As the hyperactive actor Max, playing the roles of Cecil Haversham, Jack Michael Stacey is a delight. A cheeky grin is enough to get a response from the audience and his energetic movements to match his dialogue are hilarious. It is clear to see that he is loving every moment of playing this fun-loving character and he shares that energy with the thrilled audience. Elena Valentine and Ciara Morris play actress Sandra (playing Florence Colleymoore) and stage manager Annie respectively and bring some real girl power to the production. Valentine’s Sandra dreams of superstardom and delights in hogging the limelight whereas Morris’ Annie perhaps isn’t a natural on stage at first but once she has a taste of it, the competitive side comes out and hilarity entails. Oliver Clayton’s Jonathan, playing Charles Haversham, earned many a laugh throughout with a simple gesture enough to send giggles rippling through the packed auditorium.

The performance that I attended had two understudies (or as mischief calls them Thunderstudies) performing with Colin Burnicle taking on the role of forgetful Dennis, playing the role of Perkins and Damian James playing the role of stage manager Trevor. Burnicle’s Dennis is hilarious and completely lovable, trying his best to get things right whilst Chris and Robert slowly lose their temper with him. James’ Trevor likes nothing more than to mess with the Cornley actors, much to the delight of the audience.
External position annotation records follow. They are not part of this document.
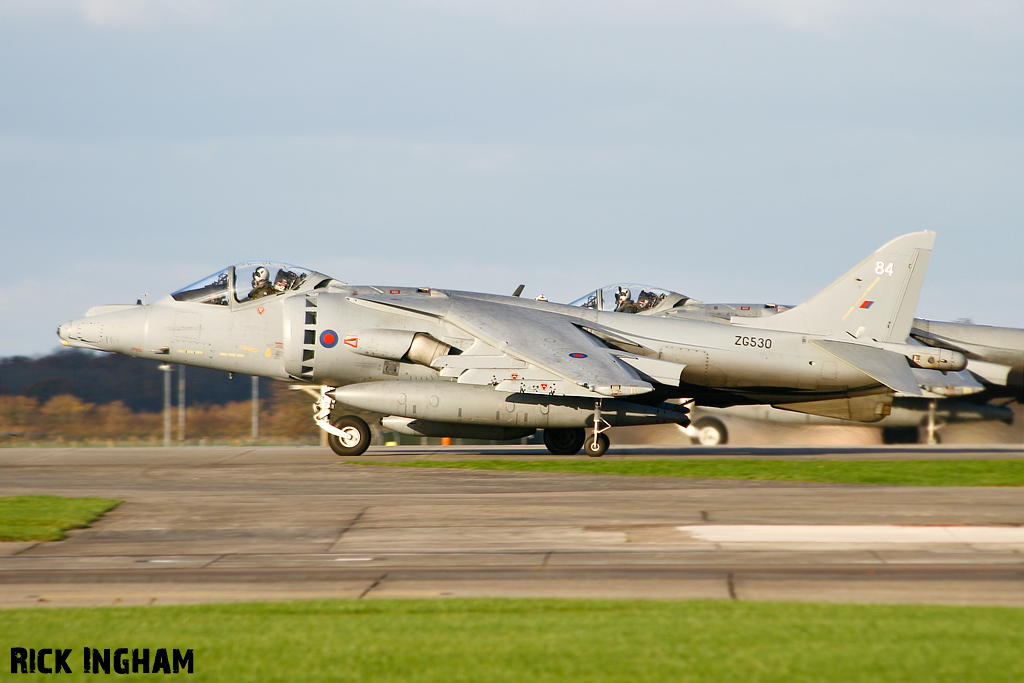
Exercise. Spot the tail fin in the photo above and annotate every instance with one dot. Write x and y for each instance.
(875, 300)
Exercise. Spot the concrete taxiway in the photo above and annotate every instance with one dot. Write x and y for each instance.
(203, 524)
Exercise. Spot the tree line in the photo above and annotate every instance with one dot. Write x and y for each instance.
(78, 396)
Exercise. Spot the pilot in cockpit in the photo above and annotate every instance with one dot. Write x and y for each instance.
(283, 281)
(261, 284)
(624, 301)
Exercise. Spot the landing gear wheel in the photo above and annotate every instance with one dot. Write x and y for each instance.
(601, 447)
(355, 436)
(710, 432)
(564, 441)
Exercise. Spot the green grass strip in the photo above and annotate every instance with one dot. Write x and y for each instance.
(542, 641)
(903, 472)
(47, 517)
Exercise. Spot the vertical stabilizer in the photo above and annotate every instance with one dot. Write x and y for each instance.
(875, 300)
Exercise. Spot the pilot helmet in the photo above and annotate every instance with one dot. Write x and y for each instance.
(283, 280)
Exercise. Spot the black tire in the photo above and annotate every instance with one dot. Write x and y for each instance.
(598, 450)
(899, 435)
(711, 431)
(356, 439)
(564, 441)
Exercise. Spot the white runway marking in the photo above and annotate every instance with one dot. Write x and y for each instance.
(853, 534)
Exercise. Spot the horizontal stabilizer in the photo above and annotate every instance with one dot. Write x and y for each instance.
(885, 367)
(662, 371)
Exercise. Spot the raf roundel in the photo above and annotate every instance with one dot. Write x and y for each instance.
(329, 339)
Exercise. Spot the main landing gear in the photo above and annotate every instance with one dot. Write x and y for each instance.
(564, 441)
(567, 441)
(354, 437)
(347, 435)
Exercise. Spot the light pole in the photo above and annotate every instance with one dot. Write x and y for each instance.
(167, 370)
(181, 404)
(255, 408)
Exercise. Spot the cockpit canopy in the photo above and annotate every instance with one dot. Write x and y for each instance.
(251, 281)
(631, 298)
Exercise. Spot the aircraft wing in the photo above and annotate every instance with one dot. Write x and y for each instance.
(551, 343)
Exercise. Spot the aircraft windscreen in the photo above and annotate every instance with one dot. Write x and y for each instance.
(209, 290)
(630, 298)
(257, 280)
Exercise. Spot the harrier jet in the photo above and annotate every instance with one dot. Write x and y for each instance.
(443, 363)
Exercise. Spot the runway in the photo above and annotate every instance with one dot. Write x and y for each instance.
(204, 524)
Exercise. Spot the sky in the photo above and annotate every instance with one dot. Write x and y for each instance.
(734, 151)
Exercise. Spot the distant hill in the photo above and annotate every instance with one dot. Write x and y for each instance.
(101, 378)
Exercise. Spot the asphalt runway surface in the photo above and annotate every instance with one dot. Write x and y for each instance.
(231, 523)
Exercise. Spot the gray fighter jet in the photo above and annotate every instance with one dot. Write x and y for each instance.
(478, 366)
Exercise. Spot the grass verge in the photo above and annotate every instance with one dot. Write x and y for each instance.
(547, 640)
(903, 472)
(47, 517)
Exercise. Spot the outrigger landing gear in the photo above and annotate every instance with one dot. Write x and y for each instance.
(598, 443)
(348, 435)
Cornley stagehands Penny and Ron were played by Sally Cheng and Euan Bennett respectively with both impressing, especially in the pre-show as they try their best to help get the show ready. Bennett got a huge laugh for running away from director Chris, declaring that everything was Penny’s fault.

I’ll hold my hands up and be honest here, I am not new to this show. This was my sixth visit and it’s safe to say that it is quickly becoming a bit of an obsession. You may ask how I could see a show of this nature, classic slapstick comedy, and still find it funny, but I can honestly say that I still laugh and laugh every time, even though I know what is coming. That being said, this visit did include a new experience of this show for me because it was the first time that I had sat front row, and that just adds a whole new level to the hilarity. You really feel a part of the action, noticing tiny details and really getting to know the characters more, plus, if you are someone like me who has seen ‘The Play That Goes Wrong’ multiple times, being this close did allow me to notice a few little moments when things did actually go wrong. But, of course, this cast of exceptional performers handled it all like pros and made it look like it was all going swimmingly.


Troublesome set pieces caused some difficulty for David Kirkbride and Oliver Clayton whilst some liquid used in a certain scene may have just been a little bit more than usual, leaving Euan Bennett to do some tidying up prior to act 2, in full character of course. Handled with ease and made to look a part of the show.

To wrap it all up, ‘The Play That Goes Wrong’ may have been running for 7 years, quite a long time for a west end show, but I imagine that it will continue to run and run. It appeals to all ages, with some jokes flying over the heads of younger audiences whilst they laugh at the classic slapstick. It also breaks the language barrier; with audience members of many nationalities laughing gleefully throughout at the perfectly choreographed chaos. There is something for everyone and there is a feeling of pure delight in seeing just how much the cast are enjoying every moment of it. Mischief Comedy truly showcase their genius here, and it is really no surprise that this production has enjoyed such global success.